Gozlan, who served in the police force for decades until his retirement in the 1990s, has never been harmed by an antisemitic background in the police force and says it is a new development.

And while in antisemitic circles there are growing calls for harm to the police, many French Jews do not hesitate to support the police. In public rallies you can often see groups of Jews singing the Marseilles, the French national anthem, in honor of the police who protect their institutions.
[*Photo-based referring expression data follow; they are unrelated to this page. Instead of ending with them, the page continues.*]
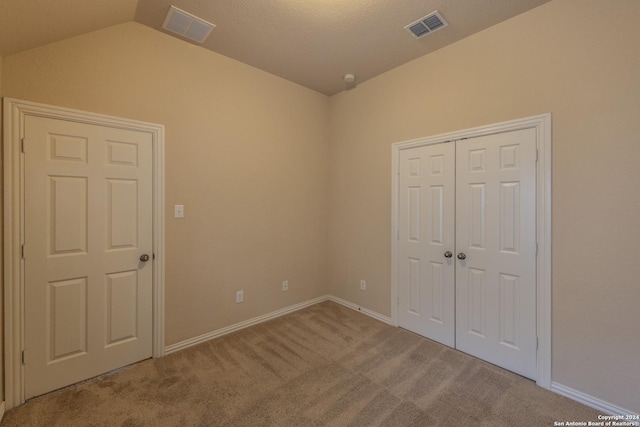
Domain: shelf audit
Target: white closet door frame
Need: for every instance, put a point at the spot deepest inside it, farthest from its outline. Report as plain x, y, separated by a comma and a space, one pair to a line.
14, 116
542, 125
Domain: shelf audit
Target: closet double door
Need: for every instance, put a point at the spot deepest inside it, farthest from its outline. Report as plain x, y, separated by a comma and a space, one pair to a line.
466, 253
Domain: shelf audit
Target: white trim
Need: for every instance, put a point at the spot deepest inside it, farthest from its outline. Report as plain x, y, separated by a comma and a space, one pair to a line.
269, 316
542, 124
238, 326
14, 114
370, 313
588, 400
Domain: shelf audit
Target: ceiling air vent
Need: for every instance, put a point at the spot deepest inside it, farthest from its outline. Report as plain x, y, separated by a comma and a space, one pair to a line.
187, 25
423, 26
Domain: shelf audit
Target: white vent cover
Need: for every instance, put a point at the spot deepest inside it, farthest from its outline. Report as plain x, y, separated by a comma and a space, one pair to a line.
427, 25
187, 25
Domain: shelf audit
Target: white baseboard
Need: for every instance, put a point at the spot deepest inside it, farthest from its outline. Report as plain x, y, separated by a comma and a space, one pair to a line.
274, 314
232, 328
370, 313
587, 400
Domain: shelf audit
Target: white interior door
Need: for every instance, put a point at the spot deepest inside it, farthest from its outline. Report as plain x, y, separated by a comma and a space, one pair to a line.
88, 220
496, 234
426, 216
466, 251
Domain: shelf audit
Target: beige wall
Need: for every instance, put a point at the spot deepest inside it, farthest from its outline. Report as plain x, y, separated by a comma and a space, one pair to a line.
246, 153
557, 58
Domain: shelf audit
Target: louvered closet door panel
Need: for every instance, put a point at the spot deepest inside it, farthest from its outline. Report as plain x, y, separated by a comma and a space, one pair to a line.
426, 232
495, 229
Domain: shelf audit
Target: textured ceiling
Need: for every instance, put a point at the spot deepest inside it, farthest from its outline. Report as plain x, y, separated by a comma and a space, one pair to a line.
310, 42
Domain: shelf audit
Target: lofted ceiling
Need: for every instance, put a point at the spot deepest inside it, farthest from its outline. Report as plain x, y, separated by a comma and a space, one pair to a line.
309, 42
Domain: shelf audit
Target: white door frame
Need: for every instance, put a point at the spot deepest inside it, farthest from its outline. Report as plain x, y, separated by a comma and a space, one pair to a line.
14, 115
542, 125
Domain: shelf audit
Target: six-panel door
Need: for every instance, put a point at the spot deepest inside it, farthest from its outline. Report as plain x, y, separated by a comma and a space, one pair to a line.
88, 219
466, 252
426, 214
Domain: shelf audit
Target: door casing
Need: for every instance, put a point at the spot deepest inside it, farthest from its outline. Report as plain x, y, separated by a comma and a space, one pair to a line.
542, 125
14, 114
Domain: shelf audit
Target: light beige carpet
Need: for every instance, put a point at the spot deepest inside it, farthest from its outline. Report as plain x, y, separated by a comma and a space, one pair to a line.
326, 365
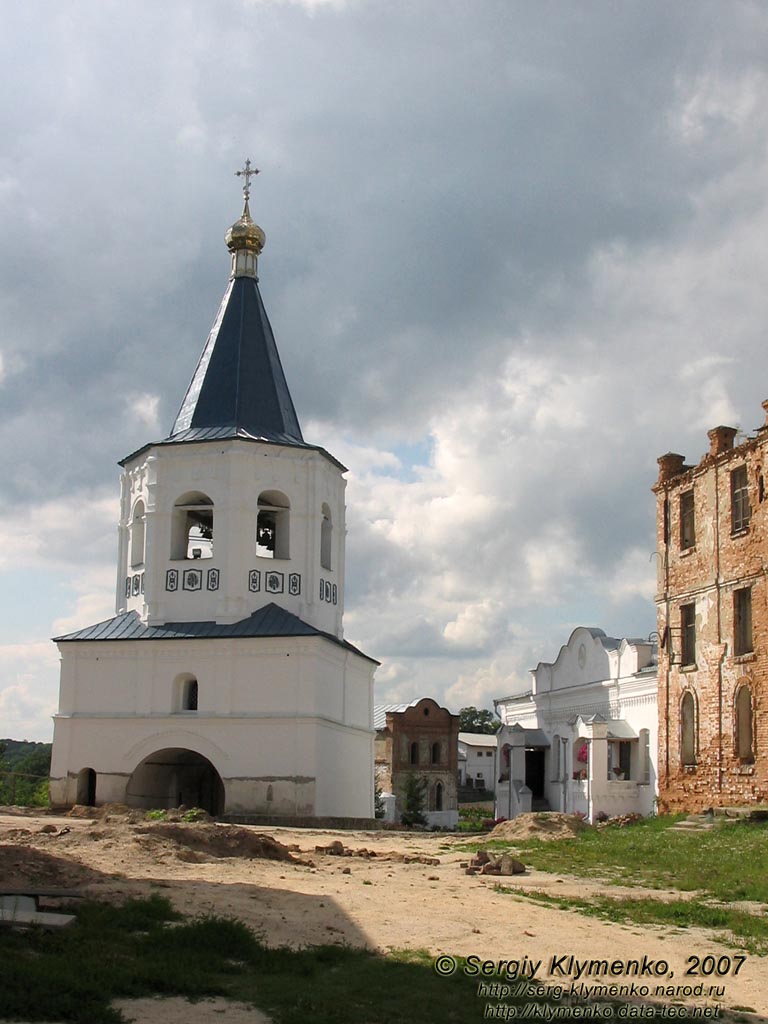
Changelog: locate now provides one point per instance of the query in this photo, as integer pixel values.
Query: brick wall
(705, 571)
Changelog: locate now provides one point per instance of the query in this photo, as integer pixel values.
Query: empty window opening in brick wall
(688, 634)
(687, 521)
(740, 511)
(742, 622)
(688, 729)
(743, 722)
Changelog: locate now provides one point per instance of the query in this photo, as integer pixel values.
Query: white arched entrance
(174, 776)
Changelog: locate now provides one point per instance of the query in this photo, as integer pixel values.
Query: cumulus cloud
(511, 259)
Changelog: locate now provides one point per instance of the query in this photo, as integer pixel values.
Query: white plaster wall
(294, 712)
(232, 474)
(477, 761)
(571, 688)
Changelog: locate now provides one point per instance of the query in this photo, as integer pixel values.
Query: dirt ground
(397, 890)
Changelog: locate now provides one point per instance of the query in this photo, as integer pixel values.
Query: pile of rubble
(337, 849)
(485, 863)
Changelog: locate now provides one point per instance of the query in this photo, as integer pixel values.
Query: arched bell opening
(86, 795)
(175, 776)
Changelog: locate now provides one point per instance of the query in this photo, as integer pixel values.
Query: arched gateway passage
(175, 776)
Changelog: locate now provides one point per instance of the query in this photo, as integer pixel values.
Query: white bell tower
(224, 678)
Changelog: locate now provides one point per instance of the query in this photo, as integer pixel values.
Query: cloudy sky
(515, 251)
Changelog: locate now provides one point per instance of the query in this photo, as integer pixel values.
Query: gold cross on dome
(247, 173)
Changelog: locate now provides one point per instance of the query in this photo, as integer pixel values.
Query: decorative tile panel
(273, 583)
(193, 580)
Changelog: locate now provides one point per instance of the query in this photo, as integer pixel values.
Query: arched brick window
(272, 525)
(688, 727)
(326, 538)
(742, 717)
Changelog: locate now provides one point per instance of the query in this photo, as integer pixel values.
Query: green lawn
(729, 863)
(724, 865)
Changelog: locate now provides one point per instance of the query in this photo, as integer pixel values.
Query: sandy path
(381, 903)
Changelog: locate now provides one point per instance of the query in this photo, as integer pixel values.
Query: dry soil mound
(543, 824)
(219, 841)
(22, 866)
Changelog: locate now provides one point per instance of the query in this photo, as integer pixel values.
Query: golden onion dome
(245, 233)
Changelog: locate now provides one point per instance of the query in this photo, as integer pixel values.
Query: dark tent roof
(239, 382)
(271, 621)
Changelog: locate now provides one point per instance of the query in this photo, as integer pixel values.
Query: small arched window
(644, 757)
(192, 529)
(743, 723)
(138, 530)
(326, 538)
(189, 699)
(272, 525)
(688, 729)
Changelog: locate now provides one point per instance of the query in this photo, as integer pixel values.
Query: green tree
(379, 809)
(414, 798)
(472, 720)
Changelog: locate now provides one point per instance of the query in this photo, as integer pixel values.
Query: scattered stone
(541, 824)
(486, 863)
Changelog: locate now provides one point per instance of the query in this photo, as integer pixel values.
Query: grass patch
(142, 948)
(729, 863)
(747, 931)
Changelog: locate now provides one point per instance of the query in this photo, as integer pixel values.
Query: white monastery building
(477, 760)
(224, 680)
(583, 739)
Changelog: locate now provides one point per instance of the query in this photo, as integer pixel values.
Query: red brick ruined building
(712, 522)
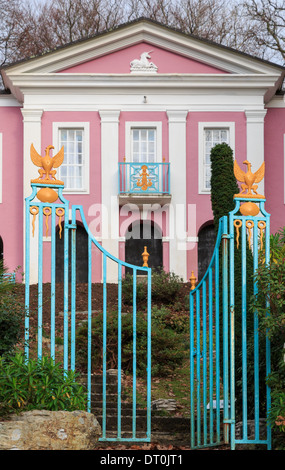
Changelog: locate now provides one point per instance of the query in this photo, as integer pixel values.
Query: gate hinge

Prominent Jewish groups such as the BNVCA and the umbrella organization CRIF have issued numerous statements expressing gratitude and solidarity with the police, especially when security personnel are injured while on duty.

At a dinner in 2017 with President Emanuel Macron, CRIF President Francis Califet told about his father who was a proud policeman. "French, Jewish - I know he has found something that deeply connects these two identities: the connection to the law, the love of justice and a commitment to freedom," Caliphate said.

In 2016, when the French nation erupted after the killing of Earth Trauma, a young black man who died in custody after being abused by police officers, the CRIF organization chose to take the side of the police. A number of commissions of inquiry cleared of any guilt the police officers who arrested him, but the incident led to riots. These demonstrations have recently resumed after the killing of George Floyd in the United States - including a June 13 rally in which protesters chanted "Dirty Jews."

In 2016, the CRIF held a rally of solidarity with police officers who were injured while on duty. That same year, the organization also published an article called The Golden Book that includes "Messages to the Police and the Army Protecting Us" with quotes of praise from ordinary community members alongside more prominent figures.

Last month, Gil Tayeb, CRIF's vice president, came out in defense of the French police, following a wave of anti-police protests that erupted following the events of George Floyd in the United States. "No, the police are not racist," Tayeb wrote in a June 5 statement, "some policemen are racist and it has nothing to do with this pillar of law and order."

Anne Sinclair, one of France's best-known journalists and a prominent figure in the Jewish community, generally agrees with this view. But during an online meeting this month on the occasion of the publication of her new book on the Holocaust, "Detention of the Honorable," she mentioned a painful period in French-police relations: World War II, when police collaborated with the Nazis in deporting Jews and stealing their property.

"Not long ago, the Jews of France were very afraid of the police, who now protect them," she said in a conversation. "In this respect, the creators have turned upside down."